Gold standard for diagnosis is culture and/or species identification. Coccidioides species are cultured best from pleural biopsy with rare positivity on sputum and pleural fluid cultures. Fine needle aspiration (FNA) biopsies can yield spherule and rare mycelia forms [14], and bronchoalveolar lavage (BAL) will often demonstrate eosinophilia with positive mycelia seen on culture in 30–64% of specimens [15]. Cultured organisms are not specific and require confirmation with DNA probe and/or sequencing, which can take many weeks. Additionally, cultures must be handled carefully by certain laboratories given high risk for inhalation by laboratory workers of arthroconidia.

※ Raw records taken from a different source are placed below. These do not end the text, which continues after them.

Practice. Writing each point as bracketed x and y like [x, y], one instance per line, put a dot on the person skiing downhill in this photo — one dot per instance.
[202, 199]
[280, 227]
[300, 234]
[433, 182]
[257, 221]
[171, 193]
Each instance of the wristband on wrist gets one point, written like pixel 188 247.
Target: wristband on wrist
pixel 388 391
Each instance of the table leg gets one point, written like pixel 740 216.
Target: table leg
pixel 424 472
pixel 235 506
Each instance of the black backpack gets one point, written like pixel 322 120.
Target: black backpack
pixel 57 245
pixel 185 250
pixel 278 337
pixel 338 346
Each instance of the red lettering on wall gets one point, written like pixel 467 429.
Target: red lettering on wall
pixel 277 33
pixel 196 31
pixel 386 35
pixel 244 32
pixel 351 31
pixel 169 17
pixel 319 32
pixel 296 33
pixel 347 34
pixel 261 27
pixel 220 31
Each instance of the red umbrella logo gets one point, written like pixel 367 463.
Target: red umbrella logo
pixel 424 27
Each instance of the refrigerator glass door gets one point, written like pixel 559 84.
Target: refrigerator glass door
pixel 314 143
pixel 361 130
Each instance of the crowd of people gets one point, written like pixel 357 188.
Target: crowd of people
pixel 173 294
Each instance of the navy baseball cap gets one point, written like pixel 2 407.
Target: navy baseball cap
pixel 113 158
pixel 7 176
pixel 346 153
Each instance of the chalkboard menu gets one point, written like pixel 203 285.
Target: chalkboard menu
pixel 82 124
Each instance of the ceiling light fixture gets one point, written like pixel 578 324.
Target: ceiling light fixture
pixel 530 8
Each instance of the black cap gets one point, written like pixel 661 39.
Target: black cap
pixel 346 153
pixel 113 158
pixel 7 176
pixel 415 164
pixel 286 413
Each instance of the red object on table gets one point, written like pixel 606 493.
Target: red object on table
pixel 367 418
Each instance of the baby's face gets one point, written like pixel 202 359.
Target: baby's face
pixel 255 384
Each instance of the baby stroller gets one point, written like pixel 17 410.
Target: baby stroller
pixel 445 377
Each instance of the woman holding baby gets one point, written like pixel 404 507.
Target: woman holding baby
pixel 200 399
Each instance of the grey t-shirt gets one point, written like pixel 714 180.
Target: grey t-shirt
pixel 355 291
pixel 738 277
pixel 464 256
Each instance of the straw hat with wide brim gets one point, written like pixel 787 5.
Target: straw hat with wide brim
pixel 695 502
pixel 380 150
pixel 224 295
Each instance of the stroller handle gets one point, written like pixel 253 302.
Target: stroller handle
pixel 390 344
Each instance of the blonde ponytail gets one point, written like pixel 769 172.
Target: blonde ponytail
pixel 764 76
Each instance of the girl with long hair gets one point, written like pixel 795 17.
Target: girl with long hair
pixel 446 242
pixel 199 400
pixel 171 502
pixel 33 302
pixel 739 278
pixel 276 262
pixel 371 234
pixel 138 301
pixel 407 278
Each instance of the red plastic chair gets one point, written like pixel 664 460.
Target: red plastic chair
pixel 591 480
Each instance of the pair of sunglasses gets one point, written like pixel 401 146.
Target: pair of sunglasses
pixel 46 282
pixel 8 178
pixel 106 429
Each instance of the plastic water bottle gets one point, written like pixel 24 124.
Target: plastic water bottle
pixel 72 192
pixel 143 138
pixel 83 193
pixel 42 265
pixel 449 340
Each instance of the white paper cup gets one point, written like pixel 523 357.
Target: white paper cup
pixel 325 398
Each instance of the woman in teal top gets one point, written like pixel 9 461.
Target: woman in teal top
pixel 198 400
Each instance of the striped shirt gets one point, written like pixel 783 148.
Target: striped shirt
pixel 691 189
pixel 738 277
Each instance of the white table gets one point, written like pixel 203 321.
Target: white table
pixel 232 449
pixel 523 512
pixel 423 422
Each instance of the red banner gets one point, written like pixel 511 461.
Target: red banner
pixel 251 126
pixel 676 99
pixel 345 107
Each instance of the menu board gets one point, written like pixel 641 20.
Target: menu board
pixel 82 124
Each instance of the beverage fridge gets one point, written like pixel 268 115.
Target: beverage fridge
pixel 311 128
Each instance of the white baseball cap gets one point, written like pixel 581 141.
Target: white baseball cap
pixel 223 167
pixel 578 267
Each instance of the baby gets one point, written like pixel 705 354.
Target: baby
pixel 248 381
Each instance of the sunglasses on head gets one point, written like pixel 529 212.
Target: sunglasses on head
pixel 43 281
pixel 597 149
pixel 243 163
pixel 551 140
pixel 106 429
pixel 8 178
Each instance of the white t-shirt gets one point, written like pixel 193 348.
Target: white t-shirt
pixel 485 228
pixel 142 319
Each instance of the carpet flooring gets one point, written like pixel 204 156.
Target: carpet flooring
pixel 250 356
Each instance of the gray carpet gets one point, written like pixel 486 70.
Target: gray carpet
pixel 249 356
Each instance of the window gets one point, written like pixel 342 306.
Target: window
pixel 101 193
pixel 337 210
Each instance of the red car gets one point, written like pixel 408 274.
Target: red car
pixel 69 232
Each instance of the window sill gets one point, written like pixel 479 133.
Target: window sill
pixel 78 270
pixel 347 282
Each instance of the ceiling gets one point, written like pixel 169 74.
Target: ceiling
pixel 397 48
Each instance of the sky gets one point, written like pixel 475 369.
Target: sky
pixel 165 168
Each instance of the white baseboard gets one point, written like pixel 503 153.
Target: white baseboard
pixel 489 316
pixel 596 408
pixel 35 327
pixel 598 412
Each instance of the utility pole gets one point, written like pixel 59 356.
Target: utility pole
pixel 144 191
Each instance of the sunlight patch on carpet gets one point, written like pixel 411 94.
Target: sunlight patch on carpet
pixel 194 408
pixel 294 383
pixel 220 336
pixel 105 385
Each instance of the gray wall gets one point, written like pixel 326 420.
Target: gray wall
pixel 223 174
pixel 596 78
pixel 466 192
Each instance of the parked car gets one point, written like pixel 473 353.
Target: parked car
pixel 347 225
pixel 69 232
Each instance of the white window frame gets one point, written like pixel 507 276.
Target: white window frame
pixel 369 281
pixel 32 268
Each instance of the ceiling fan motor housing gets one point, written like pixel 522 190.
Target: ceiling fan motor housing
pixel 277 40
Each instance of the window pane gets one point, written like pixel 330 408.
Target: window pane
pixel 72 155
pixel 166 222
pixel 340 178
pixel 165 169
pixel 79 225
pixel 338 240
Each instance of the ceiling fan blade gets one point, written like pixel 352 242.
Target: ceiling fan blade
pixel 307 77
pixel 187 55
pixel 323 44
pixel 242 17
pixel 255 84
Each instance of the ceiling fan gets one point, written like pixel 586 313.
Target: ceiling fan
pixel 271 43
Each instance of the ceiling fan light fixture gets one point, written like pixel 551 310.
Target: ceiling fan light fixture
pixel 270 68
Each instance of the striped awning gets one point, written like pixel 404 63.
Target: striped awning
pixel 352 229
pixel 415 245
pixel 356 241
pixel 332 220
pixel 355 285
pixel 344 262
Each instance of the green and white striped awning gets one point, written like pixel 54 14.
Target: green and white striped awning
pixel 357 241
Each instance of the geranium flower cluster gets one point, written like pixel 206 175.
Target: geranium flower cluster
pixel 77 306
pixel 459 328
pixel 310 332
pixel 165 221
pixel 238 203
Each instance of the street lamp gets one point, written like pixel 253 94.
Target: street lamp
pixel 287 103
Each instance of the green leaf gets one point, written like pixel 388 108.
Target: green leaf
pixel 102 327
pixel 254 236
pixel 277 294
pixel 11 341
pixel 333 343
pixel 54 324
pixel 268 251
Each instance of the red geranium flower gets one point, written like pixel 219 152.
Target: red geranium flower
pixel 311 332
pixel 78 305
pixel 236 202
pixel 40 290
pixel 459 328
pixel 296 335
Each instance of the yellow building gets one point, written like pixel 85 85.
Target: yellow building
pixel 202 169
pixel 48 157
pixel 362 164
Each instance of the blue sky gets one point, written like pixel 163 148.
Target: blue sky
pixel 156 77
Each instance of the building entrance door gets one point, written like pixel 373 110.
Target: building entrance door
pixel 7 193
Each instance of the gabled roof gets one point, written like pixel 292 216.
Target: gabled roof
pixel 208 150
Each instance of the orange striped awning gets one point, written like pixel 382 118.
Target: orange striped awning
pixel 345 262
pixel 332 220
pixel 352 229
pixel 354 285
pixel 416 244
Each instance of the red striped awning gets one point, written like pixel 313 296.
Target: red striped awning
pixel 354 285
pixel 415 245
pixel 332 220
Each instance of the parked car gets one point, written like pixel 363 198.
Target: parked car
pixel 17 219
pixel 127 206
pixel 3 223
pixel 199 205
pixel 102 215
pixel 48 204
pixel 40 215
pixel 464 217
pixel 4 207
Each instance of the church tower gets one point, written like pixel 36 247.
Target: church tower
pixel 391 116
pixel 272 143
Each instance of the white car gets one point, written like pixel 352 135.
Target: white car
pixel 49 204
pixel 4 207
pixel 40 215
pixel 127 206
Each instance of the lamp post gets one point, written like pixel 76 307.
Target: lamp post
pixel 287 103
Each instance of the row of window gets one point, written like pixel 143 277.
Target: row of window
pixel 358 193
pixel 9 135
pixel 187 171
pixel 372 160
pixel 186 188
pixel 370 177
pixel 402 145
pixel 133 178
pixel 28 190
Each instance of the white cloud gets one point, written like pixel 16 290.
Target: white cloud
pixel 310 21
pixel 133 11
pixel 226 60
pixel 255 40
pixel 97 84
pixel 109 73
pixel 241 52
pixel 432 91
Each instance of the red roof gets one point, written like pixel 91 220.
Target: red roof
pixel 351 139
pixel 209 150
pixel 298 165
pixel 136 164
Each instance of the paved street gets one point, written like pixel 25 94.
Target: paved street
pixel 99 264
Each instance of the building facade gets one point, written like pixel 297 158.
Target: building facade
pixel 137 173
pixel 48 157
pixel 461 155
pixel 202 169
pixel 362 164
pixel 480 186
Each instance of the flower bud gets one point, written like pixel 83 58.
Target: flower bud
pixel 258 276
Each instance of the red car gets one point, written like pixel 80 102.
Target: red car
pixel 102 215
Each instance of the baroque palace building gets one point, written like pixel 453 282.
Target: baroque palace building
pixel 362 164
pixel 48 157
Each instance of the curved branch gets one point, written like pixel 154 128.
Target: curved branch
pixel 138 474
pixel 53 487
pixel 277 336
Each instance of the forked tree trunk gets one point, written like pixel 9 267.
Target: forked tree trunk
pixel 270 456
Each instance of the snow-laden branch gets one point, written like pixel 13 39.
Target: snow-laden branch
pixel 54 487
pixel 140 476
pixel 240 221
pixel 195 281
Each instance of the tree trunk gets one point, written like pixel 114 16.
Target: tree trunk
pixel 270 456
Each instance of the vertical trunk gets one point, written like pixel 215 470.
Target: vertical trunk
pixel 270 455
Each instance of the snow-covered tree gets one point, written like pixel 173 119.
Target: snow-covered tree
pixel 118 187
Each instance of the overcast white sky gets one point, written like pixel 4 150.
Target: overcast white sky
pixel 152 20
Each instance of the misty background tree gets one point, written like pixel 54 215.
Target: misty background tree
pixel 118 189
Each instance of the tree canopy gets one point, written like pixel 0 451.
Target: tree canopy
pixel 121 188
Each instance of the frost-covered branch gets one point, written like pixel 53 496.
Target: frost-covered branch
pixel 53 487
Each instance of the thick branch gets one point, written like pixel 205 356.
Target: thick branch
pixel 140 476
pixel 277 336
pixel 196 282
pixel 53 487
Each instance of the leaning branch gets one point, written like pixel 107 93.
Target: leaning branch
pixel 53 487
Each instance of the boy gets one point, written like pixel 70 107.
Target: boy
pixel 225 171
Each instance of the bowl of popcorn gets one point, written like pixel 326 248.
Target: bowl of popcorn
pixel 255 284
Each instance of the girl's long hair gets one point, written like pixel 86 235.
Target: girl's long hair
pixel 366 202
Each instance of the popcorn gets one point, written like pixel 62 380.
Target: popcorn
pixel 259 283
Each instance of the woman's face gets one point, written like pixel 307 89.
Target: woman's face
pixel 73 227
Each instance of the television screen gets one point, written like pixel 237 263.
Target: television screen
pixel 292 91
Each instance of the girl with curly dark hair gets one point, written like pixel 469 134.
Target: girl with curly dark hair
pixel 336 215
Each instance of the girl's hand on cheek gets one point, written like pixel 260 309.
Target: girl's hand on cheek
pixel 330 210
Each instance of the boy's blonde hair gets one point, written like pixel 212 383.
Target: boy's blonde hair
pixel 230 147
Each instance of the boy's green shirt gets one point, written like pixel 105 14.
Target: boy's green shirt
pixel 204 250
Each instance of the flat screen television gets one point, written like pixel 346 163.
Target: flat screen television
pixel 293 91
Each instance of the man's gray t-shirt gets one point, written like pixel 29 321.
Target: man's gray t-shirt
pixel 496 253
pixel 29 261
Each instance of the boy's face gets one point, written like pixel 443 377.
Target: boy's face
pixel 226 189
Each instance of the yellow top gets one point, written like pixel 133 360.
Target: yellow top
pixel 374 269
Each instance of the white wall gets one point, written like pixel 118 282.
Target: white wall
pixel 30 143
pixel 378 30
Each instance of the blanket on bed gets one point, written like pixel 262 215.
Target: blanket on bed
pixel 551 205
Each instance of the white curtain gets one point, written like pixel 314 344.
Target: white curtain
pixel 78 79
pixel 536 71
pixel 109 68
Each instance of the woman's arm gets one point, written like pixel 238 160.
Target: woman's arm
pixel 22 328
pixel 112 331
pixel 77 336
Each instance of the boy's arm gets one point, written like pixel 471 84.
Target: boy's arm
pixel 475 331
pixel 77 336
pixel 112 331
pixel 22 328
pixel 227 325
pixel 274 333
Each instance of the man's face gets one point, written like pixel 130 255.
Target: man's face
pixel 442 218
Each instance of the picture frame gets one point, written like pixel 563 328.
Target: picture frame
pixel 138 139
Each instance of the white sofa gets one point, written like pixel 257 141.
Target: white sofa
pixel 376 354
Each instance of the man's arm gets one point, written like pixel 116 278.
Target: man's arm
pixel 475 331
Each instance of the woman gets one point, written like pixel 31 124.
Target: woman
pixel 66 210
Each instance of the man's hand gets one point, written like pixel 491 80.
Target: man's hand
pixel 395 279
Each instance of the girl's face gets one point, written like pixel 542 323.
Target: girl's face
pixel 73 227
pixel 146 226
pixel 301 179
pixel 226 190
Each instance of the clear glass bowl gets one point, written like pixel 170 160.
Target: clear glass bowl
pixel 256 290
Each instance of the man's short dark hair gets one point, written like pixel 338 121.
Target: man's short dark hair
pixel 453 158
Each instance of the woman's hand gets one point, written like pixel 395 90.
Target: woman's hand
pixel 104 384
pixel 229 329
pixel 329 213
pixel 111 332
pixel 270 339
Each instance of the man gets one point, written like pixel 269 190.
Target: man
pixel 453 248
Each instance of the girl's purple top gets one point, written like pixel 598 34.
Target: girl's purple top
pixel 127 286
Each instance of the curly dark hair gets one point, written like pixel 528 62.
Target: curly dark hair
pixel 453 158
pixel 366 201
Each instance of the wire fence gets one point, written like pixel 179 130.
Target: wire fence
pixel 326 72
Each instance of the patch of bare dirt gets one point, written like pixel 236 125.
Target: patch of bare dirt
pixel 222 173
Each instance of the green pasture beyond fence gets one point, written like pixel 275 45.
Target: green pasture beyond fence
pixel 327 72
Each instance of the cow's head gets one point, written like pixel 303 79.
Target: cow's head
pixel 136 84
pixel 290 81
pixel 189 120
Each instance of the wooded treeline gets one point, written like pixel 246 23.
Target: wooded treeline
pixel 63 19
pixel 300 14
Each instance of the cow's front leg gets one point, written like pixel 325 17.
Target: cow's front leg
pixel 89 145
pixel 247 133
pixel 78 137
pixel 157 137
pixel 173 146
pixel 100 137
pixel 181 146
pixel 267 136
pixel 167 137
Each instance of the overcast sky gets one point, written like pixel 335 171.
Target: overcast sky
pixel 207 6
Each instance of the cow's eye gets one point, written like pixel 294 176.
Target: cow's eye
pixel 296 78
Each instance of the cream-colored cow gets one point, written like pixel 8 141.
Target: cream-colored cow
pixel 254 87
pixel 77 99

Treatment is recommended in symptomatic patients, patients with multiple comorbidities, high risk factors, or dissemination. Fluconazole is the azole of choice for most pneumonia and cavitary disease except for the pregnant patient, for whom amphotericin B is necessary [4]. Rare ruptured pulmonary cavities are treated surgically with lobectomy and decortication (AII recommendation). Despite these recommendations, there have been no randomized controlled trials showing if early treatment of uncomplicated pneumonia prevents morbidity or hastens recovery. Because of high suspicion and multiple risk factors for disseminated and presentation with complicated disease, our patient was started on fluconazole therapy while pending serum and culture confirmation. Perhaps increased awareness and economic impact analyses will prompt such research to help answer these questions.

Disclaimer

The views expressed in this document are those of the author and do not reflect the official policy of William Beaumont Army Medical Center, the Department of the Army, or the United States Government.

Conflict of Interests

The author declares that there is no conflict of interests regarding the publication of this paper.